Nine months after the outbreak of the Second World War Uhlman, with thousands of other enemy aliens, was, in June 1940, interned by the British Government in Hutchinson Camp on the Isle of Man. Here he met the artist Kurt Schwitters, a fellow internee, who took his portrait. He was released six months later and reunited with his wife and with his daughter, Caroline, who was born while he was interned.

Uhlman had his first solo exhibition at the Galerie Le Niveau in Paris in 1935. In London, he exhibited at the Zwemmer Gallery in 1938, and from then on he exhibited regularly in one-man shows as well as mixed exhibitions throughout Britain.

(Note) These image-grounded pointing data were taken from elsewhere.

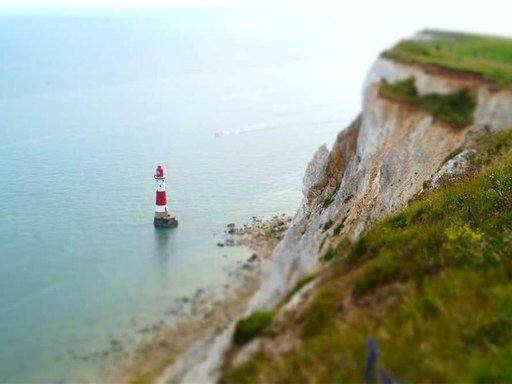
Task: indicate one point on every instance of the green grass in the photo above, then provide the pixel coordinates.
(430, 284)
(489, 57)
(455, 108)
(252, 326)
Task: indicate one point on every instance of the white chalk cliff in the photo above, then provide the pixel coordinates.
(374, 168)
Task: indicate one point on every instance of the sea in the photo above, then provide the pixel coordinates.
(90, 104)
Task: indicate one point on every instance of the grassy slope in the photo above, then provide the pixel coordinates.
(455, 108)
(432, 284)
(490, 57)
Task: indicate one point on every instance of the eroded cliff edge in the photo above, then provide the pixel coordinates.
(385, 158)
(376, 166)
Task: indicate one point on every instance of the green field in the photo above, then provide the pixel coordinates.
(432, 285)
(486, 56)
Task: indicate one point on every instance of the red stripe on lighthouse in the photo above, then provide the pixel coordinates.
(161, 198)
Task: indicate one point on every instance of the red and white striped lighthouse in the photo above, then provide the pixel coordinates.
(162, 216)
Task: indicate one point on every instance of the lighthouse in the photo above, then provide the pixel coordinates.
(162, 216)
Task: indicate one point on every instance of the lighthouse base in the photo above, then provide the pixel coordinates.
(165, 222)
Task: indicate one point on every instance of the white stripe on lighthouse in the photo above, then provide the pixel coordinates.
(160, 208)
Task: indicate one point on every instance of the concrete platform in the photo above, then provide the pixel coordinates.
(166, 222)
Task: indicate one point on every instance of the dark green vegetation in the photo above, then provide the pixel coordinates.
(455, 109)
(488, 57)
(432, 284)
(252, 326)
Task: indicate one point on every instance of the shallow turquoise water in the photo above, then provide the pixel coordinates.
(88, 107)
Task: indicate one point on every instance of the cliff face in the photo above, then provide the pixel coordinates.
(386, 157)
(376, 166)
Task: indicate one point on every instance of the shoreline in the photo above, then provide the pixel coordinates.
(153, 358)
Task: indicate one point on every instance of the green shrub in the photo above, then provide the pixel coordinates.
(252, 326)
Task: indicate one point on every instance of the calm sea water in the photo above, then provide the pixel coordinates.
(88, 107)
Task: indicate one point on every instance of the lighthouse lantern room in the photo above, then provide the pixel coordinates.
(162, 216)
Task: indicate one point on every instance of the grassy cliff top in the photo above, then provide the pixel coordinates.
(487, 56)
(425, 296)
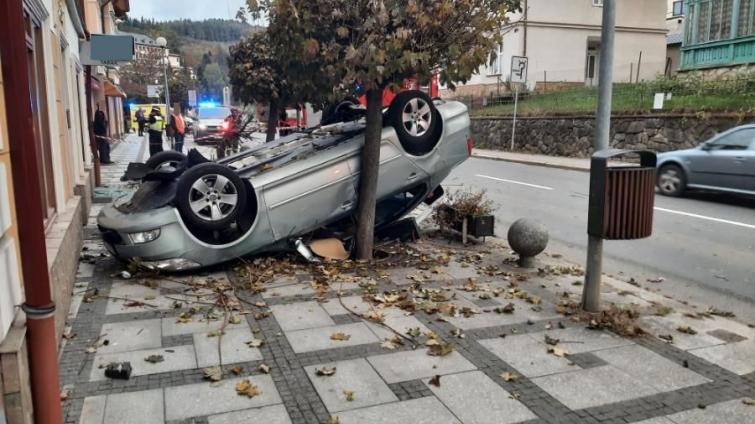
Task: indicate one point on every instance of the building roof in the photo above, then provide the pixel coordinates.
(674, 38)
(140, 38)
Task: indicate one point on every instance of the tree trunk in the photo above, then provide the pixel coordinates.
(368, 178)
(272, 123)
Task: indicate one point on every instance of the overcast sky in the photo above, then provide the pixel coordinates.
(163, 10)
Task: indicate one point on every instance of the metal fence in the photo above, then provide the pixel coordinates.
(692, 93)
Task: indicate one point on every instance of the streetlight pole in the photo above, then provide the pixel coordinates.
(162, 42)
(594, 271)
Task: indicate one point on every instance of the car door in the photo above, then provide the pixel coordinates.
(748, 164)
(312, 193)
(723, 161)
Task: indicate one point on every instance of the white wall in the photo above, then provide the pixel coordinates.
(558, 33)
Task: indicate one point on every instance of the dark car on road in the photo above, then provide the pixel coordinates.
(724, 163)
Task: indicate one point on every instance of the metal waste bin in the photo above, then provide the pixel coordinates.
(622, 197)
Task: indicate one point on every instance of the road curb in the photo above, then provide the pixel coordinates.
(534, 163)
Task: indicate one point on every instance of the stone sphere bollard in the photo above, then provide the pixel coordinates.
(528, 238)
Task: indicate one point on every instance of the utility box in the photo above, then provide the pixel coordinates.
(622, 197)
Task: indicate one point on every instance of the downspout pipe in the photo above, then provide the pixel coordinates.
(73, 11)
(39, 305)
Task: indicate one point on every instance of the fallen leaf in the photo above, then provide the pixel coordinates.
(325, 371)
(686, 330)
(509, 376)
(440, 349)
(213, 373)
(341, 337)
(246, 388)
(557, 351)
(392, 343)
(154, 359)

A retrospective exhibition of his work was held at the Leighton House Museum in London in 1968. His work is represented in many public galleries, including the Fitzwilliam Museum in Cambridge and the Victoria & Albert Museum in London.

Uhlman's memoirs, The Making of an Englishman, were published in 1960.

His novel Reunion was published in 1971. Virtually ignored when it was first published, it was re-published in 1977 to critical acclaim, drawing praise from Arthur Koestler, who wrote the introduction to this edition. Reunion is about the forces that end the friendship and childhood of Hans Schwarz, the son of a Jewish doctor in Nazi Germany, and Count Konradin von Hohenfels, an upper-class schoolmate with whom Hans becomes infatuated. The short, poetic narrative chronicles their intense, innocent friendship and concludes with a revelation that counters superficial judgements about human character.

When I first read Fred Uhlman's Reunion some years ago, I wrote to the author (whom I only knew by reputation as a painter) and told him I considered it a minor masterpiece. The qualifying adjective needs perhaps a word of explanation. It was meant to refer to the small size of the book, and to the impression that although its theme was the ugliest tragedy in man's history, it was written in a nostalgic minor key.

– Arthur Koestler, Introduction to Reunion, 1976.

Uhlman became a collector of African sculpture, and was able to accumulate a large and important collection with modest expenditure. He donated his collection to the Hatton Gallery, Newcastle University, UK, the year before his death, where it is on permanent show.

Fred Uhlman died in London on 11 April 1985, survived by his wife and two children. He was buried in Yarpole in Herefordshire.

In 1989 the film Reunion, based on Fred Uhlman's novella, was directed by Jerry Schatzberg from a screenplay by Harold Pinter. Reunion has also been adapted for the stage by Ronan Wilmot and was premiered at the New Theatre in Dublin on 9 November 2010.

==Books by and about Fred Uhlman==
- Captivity: twenty-four drawings by Fred Uhlman, London: Jonathan Cape, 1946.
- The Making of an Englishman, London: Victor Gollancz, 1960.
- Reunion, London: Adam Books, 1971. A print run of just 700 copies.
- Reunion, London: Collins & Harvill, 1977, a new edition with a glowing introduction by Arthur Koestler, who refers to the book as "a minor masterpiece".
- Reunion, New York: Farrar, Straus, Giroux, 1977 (identical to the above).
- Between the Lightning and the Moon. Fiction. Gerald Duckworth & Co. London: 1984.
- Anna Plodeck: The making of Fred Uhlman: life and work of the painter and writer in exile. [Dissertation, University of London (Courtauld Institute of Art), 2004]
- Czech Routes To Britain: Selected Czechoslovak artists in Britain from the Ben Uri and private collections, Ben Uri Gallery and Museum, 2019.